As well as quantity, in an ideal world we would have several types of vaccine against Covid-19 in use, according to Mills, but we have to be realistic. “It depends on how things work out, but I think it will be next year before we have any vaccine in wide use,” he says. “Of course it would be great to have even one, and in that case we would need to ensure that high-risk groups such as healthcare workers could get it, but ideally we want to have more than one type of vaccine, that would be our best bet.”
Need for speed
The steps to develop a Covid-19 vaccine are similar to those we have seen with previous emerging infectious diseases such as Zika and Ebola, explains Dr Anne Moore, a senior lecturer at University College Cork’s School of Biochemistry and Cell Biology.
But what sets Covid-19 apart is the way investment is happening simultaneously in development (finding the vaccine), manufacturing (making the vaccine) and distribution, notes Moore. “The usual process of getting a vaccine into use takes longer largely because of securing investment of resources to be able to move to the next step. Usually, we first gain confidence that a vaccine has a good potential for protecting against infection before committing to large-scale manufacture,” she says.
“However, for Covid-19 vaccines, multiple manufacturing facilities are being prepared or repurposed to produce millions of doses of a vaccine that could fail in the clinic, or that may not be used in the millions. Governments, funding bodies and companies are taking the risk in this investment in the interests of expediency, knowing that not all vaccines will likely make it to final licensing and use. Mass manufacturing in parallel to trials means that doses will be ready to deploy if the trial works.”
This parallel investment, as well as multiple vaccines entering the final phases of clinical testing at the same time, help to explain the ambition of getting a Covid-19 vaccine into widespread use as soon as possible, explains Moore.
“It’s nothing to do with trial setup or rigorous analysis of the safety or immunity or how well the vaccine protects - you cannot shorten this timeframe,” she says. “All of these essential analyses must and will occur to the highest standards, as we have seen with the vaccine trials that have occurred so far. Large clinical trials in tens of thousands of people will give a really good insight into safety and efficacy in diverse populations.”
Need for diplomacy
Ultimately, international diplomacy will be key to any proven vaccine doing its job, notes Moore. “There needs to be a global understanding that the vaccine first needs to be deployed to where it is most needed, to the populations that are at the highest risk of suffering from Covid-19 disease,” she says. “We have to look at how this can be defined, for example is it healthcare workers globally, or is it entire populations where the infection rate is increasing, or both?”
There are also the practicalities of delivering it. “This will take time,” says Moore, whose own research at UCC is on a patch that can deliver vaccines at room temperature and without the need for hypodermic needles. “In the longer term, maybe there will be a vaccine that can be self-administered, but more immediately we will need clinics to deploy a Covid-19 vaccine, and that people are willing to take it.”

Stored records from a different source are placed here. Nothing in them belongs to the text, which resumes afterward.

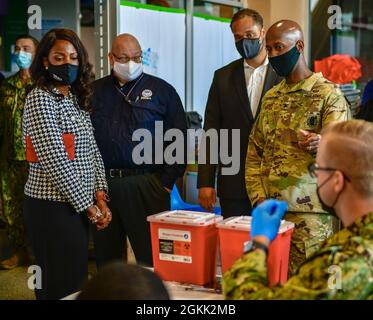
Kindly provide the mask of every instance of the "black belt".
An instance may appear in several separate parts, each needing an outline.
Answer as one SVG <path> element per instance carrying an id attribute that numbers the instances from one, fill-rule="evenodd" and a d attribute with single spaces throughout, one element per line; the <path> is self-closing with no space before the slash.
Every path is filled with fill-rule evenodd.
<path id="1" fill-rule="evenodd" d="M 110 178 L 125 178 L 130 176 L 144 175 L 147 173 L 155 173 L 155 169 L 106 169 L 106 176 Z"/>

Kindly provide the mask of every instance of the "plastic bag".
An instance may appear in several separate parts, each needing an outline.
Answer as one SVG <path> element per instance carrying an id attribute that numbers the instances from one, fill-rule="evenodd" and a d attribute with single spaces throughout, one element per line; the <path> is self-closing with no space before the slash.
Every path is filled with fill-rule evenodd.
<path id="1" fill-rule="evenodd" d="M 322 72 L 326 79 L 334 83 L 351 83 L 361 77 L 361 64 L 347 54 L 335 54 L 316 60 L 315 72 Z"/>

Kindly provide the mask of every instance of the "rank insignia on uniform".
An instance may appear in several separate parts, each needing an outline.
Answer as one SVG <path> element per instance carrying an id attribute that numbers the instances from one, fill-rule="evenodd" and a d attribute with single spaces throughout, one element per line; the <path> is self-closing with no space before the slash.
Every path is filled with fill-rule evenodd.
<path id="1" fill-rule="evenodd" d="M 142 100 L 150 100 L 153 96 L 153 91 L 151 91 L 150 89 L 145 89 L 142 93 L 141 93 L 141 99 Z"/>
<path id="2" fill-rule="evenodd" d="M 318 123 L 318 116 L 317 115 L 310 115 L 308 118 L 307 118 L 307 127 L 308 128 L 315 128 L 317 126 L 317 123 Z"/>

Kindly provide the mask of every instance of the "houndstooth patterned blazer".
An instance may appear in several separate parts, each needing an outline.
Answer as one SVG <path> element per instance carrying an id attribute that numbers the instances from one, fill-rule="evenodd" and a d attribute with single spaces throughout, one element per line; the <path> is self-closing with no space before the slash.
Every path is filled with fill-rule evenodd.
<path id="1" fill-rule="evenodd" d="M 75 158 L 69 160 L 63 133 L 75 135 Z M 39 162 L 30 163 L 25 194 L 29 197 L 69 202 L 77 212 L 94 203 L 97 190 L 107 191 L 105 168 L 93 135 L 89 113 L 76 97 L 33 89 L 23 115 L 23 141 L 30 136 Z"/>

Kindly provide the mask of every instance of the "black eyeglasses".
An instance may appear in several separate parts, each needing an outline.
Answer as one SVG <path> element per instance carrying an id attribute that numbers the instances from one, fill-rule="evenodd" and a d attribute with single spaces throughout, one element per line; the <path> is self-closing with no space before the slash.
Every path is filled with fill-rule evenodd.
<path id="1" fill-rule="evenodd" d="M 113 53 L 113 57 L 115 58 L 116 61 L 118 61 L 119 63 L 127 63 L 129 61 L 134 61 L 136 63 L 140 63 L 142 61 L 142 55 L 141 56 L 136 56 L 136 57 L 132 57 L 132 58 L 129 58 L 129 57 L 122 57 L 122 58 L 119 58 L 117 57 L 114 53 Z"/>
<path id="2" fill-rule="evenodd" d="M 312 178 L 316 178 L 317 177 L 317 171 L 337 171 L 339 169 L 335 169 L 335 168 L 328 168 L 328 167 L 319 167 L 319 165 L 317 163 L 311 163 L 309 166 L 308 166 L 308 173 L 310 174 L 310 176 Z M 339 170 L 341 171 L 341 170 Z M 342 171 L 341 171 L 342 172 Z M 347 177 L 343 172 L 343 177 L 347 180 L 347 181 L 351 181 L 349 177 Z"/>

Moore hopes that everything will line up to protect us. “We might know that a vaccine works by the end of 2020, but it could be late 2021 before we see it in Ireland, ” she says. “And if vaccination works, eventually at a global level we could plan for eradication of SARS-CoV-2. It’s ambitious but possible - worldwide we eradicated smallpox through immunisation and we have almost eliminated polio virus.
“If you compare Ireland in the 1950s with the reality of polio compared to the 1960s onwards, you can see how the world we live in can be positively impacted by vaccination to reduce or eliminate a circulating disease.”